Although some analytics tools have a simplified interface so that non-analysts can use them more readily, there is a trade-off in performance. “They work well for simpler analyses,” observed Mercaldi, “but can break down for the more complex ones, such as studies with complicated selection criteria or coding structures.” The key is to match the software product and user interface to the appropriate application.
CROs help speed time to market in other ways. “Small pharmaceutical companies may not have connections to physicians whose patients would meet enrollment criteria for a specific clinical trial,” said Venita DePuy, a statistical consultant and owner of Bowden Analytics. “This can delay the start of clinical studies. Enrollment time is critical for getting products to market, especially for patient bases with very specific characteristics.” Bowden Analytics provides quick turnaround consulting services for CROs and pharmaceutical companies that need ad hoc or interim studies during clinical trials.
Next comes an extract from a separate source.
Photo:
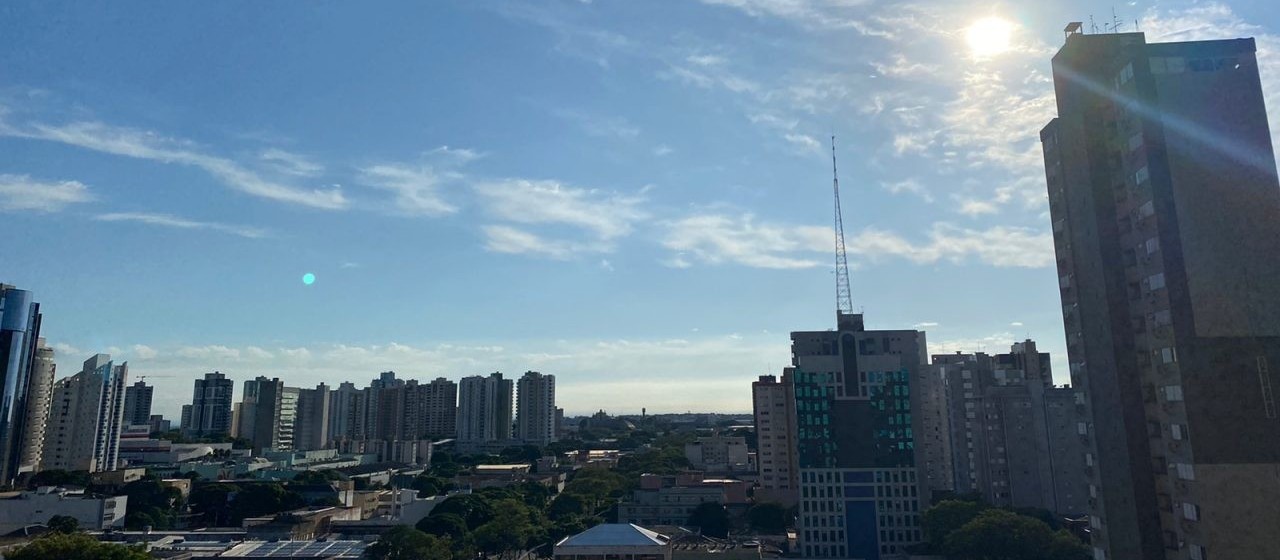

Also a SAS user, DePuy receives data that originates in doctors’ offices and is consolidated into a curated database. “The main issues we address are typically whether there is a change in health from the baseline condition, or an increase in survival times,” DePuy stated. “SAS is a powerful program and we can do everything from analyze the study data, to calculate the visit window for scheduled study visits, to predict when physician offices have conducted study visits for their patients.”
In addition, the SAS interface with Microsoft Office allows export of data to Excel so that non-SAS users can view results in a familiar application. “I can export results to Excel with color coding that flags potentially erroneous data or overdue visits to the doctor,” commented DePuy, “which helps track important events in the study.” SAS-generated reports can be sent to program managers each day so they can be aware of progress in the clinical trial process and address any lapses.